Com a queda nos preços dos painéis fotovoltaicos, verificada no mercado, a participação da geração solar aumenta cada vez mais na matriz energética nacional. Consequentemente, a cada ano novas empresas e profissionais autônomos entram no ramo FV, instalando desde sistemas residenciais, a partir de 1,5 kW, até grandes usinas de capacidade de 254 MW, com produção anual de energia estimada em 500 GWh.

Para as grandes instalações, são contratadas empresas de projetos, as quais têm acesso à normalização internacional e estrangeira. Já no caso das pequenas e médias instalações, em que muitas vezes não são contratadas empresas de projeto ou o serviço é realizado por profissional autônomo, nem sempre os critérios técnicos adequados são seguidos.

Este artigo tem o objetivo de mostrar quais normas e critérios devem ser usados nessas instalações e também de relatar os esforços que estão sendo realizados no âmbito do Comitê Brasileiro de Eletricidade da ABNT para suprir o mercado com uma normalização adequada.

A princípio, pode-se dizer que a instalação de geração FV deve seguir as normas brasileiras de instalações elétricas, ou seja, a NBR 5410, para baixa tensão, e a NBR 14039, para média tensão. Adicionalmente, deve-se observar que essas normas apresentam requisitos gerais, e tais instalações, em função de suas peculiaridades, necessitam de normas com requisitos particulares. Estas normas específicas apresentam prescrições que complementam, modificam ou substituem aquelas contidas nas normas com requisitos gerais.

Fig.1 - Circuito do arranjo fotovoltaico e circuito de aplicação

O primeiro aspecto a considerar é a parte do circuito em foco. A figura 1 mostra uma subdivisão entre circuito do arranjo fotovoltaico e o circuito de aplicação.

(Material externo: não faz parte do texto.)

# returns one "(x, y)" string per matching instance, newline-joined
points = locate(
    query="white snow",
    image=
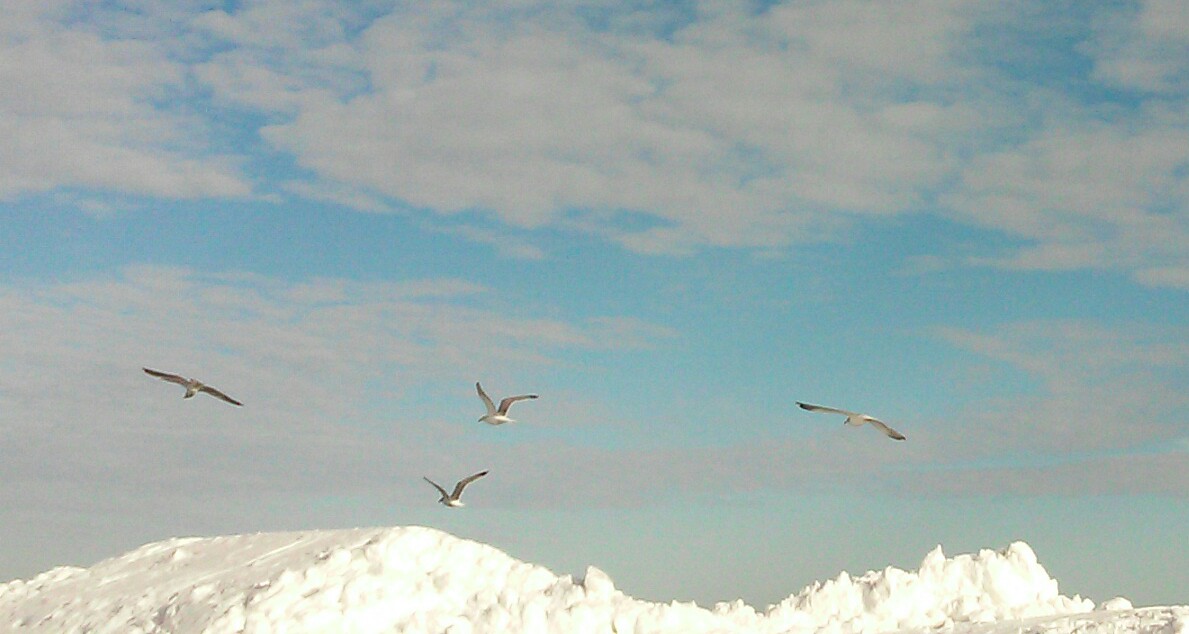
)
(415, 579)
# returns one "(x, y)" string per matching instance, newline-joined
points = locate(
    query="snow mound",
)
(415, 579)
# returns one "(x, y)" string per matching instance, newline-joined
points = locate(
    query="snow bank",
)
(416, 579)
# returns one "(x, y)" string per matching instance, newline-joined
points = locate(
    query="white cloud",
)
(717, 124)
(1143, 46)
(79, 111)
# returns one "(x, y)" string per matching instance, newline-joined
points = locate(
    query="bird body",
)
(192, 385)
(855, 419)
(452, 498)
(498, 415)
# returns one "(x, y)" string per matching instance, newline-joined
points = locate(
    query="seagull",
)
(498, 416)
(452, 500)
(856, 419)
(192, 385)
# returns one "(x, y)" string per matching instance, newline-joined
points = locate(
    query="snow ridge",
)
(416, 579)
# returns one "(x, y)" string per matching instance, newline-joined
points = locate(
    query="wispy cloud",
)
(1099, 396)
(83, 110)
(721, 125)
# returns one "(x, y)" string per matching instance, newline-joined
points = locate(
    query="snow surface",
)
(415, 579)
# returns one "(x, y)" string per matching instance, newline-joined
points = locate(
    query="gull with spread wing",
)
(452, 500)
(498, 415)
(192, 385)
(855, 419)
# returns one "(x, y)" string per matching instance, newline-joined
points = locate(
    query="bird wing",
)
(881, 426)
(218, 394)
(825, 409)
(167, 376)
(461, 484)
(508, 402)
(435, 485)
(486, 400)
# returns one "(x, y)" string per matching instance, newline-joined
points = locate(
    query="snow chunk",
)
(415, 579)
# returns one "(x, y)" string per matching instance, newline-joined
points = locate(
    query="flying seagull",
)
(855, 419)
(192, 385)
(498, 416)
(452, 500)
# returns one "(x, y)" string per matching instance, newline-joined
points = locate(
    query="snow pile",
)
(416, 579)
(982, 588)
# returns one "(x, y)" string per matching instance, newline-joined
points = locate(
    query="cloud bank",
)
(662, 129)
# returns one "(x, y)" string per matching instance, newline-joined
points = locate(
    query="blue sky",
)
(671, 220)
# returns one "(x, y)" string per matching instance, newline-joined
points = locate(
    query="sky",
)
(672, 220)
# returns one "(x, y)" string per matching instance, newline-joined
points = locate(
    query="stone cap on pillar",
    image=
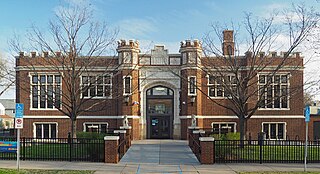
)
(193, 127)
(111, 138)
(206, 139)
(119, 131)
(199, 132)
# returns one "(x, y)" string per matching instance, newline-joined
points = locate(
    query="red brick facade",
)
(112, 110)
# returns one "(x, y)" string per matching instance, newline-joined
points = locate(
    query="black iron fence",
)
(58, 149)
(265, 151)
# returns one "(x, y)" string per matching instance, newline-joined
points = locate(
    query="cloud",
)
(136, 28)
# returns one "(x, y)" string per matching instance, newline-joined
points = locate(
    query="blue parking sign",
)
(307, 113)
(19, 110)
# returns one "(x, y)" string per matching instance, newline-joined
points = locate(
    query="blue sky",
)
(151, 21)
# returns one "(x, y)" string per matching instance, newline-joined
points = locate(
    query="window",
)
(192, 85)
(46, 91)
(96, 127)
(274, 131)
(216, 86)
(45, 130)
(223, 127)
(96, 86)
(273, 91)
(127, 85)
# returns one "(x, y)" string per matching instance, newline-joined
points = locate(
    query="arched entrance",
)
(159, 112)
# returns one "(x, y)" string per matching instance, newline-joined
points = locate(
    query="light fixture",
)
(126, 99)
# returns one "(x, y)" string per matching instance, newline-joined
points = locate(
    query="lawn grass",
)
(272, 153)
(279, 173)
(33, 171)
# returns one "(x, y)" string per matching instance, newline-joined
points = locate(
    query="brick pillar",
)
(122, 135)
(207, 150)
(111, 144)
(196, 135)
(190, 131)
(129, 132)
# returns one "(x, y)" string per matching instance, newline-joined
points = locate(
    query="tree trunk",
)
(242, 126)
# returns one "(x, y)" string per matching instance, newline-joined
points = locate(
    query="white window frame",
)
(46, 85)
(189, 86)
(273, 93)
(215, 86)
(42, 130)
(284, 129)
(124, 85)
(96, 89)
(234, 123)
(99, 123)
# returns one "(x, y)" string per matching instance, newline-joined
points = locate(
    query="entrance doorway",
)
(159, 113)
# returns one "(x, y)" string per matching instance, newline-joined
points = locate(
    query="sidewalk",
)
(102, 168)
(158, 156)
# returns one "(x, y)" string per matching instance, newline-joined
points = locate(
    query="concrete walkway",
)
(162, 152)
(158, 156)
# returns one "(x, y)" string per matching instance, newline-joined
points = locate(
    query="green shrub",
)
(233, 136)
(90, 135)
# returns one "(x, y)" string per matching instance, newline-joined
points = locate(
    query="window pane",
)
(215, 128)
(219, 80)
(284, 79)
(38, 131)
(107, 79)
(50, 79)
(211, 79)
(108, 91)
(84, 80)
(277, 79)
(100, 91)
(281, 131)
(127, 85)
(273, 131)
(103, 128)
(53, 131)
(266, 130)
(192, 82)
(85, 91)
(92, 91)
(219, 91)
(269, 97)
(100, 80)
(34, 96)
(42, 96)
(276, 96)
(262, 79)
(58, 79)
(50, 96)
(35, 79)
(57, 94)
(212, 91)
(42, 79)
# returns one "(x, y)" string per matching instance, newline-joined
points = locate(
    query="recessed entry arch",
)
(159, 112)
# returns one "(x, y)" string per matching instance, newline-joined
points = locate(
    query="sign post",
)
(18, 125)
(307, 119)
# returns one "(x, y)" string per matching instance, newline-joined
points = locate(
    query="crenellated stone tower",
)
(127, 82)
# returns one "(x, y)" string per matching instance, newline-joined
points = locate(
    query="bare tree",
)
(236, 77)
(80, 42)
(7, 75)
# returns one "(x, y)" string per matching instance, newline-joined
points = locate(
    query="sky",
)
(151, 22)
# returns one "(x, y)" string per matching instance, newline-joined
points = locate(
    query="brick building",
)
(155, 92)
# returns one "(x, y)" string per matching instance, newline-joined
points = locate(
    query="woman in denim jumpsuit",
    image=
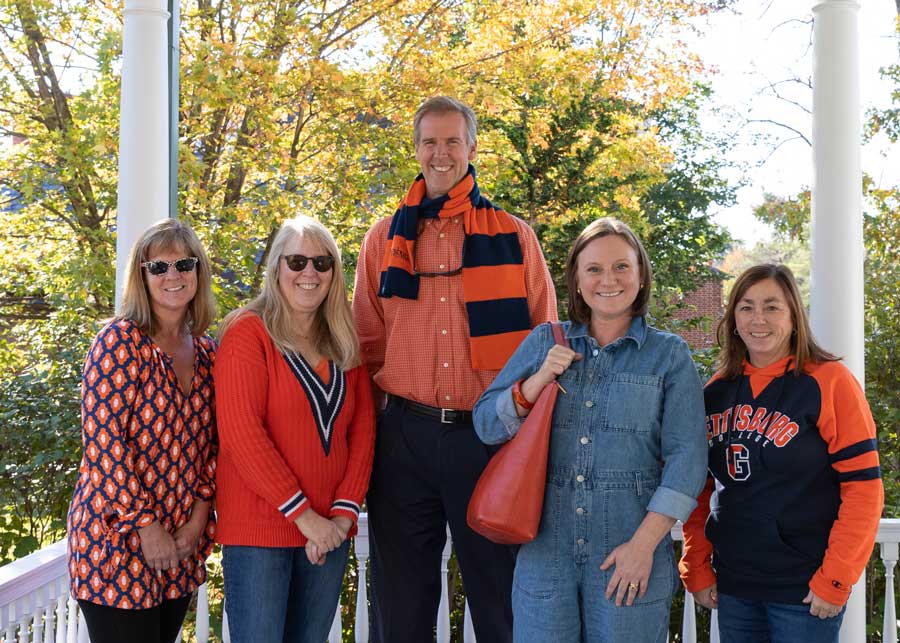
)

Para o circuito de aplicação, a base é a norma de instalações elétricas. Futuras edições desse documento exigirão esforços das comissões de instalação elétricas da ABNT, em especial a de baixa tensão, para incluir itens que considerem as instalações alimentadas por painéis FV, como, por exemplo, circuitos de distribuição em corrente contínua.

Do ponto de vista da normalização, o circuito do arranjo fotovoltaico gera mais dificuldades, exigindo uma norma específica, com requisitos particulares para projeto e instalações dos arranjos FV. Esta norma já está em fase final de elaboração pela Comissão CE-03:64.01 - Instalações elétricas de baixa tensão, do Comitê Brasileiro de Eletricidade da ABNT.

Requisitos do circuito do arranjo FV

O arranjo fotovoltaico é definido como um conjunto de módulos ou sub-arranjos fotovoltaicos (parte de um arranjo fotovoltaico que pode ser considerada uma unidade) mecânica e eletricamente integrados, compreendendo a estrutura de suporte. Um arranjo fotovoltaico não inclui sua fundação, aparato de rastreamento, controle térmico e outros elementos similares.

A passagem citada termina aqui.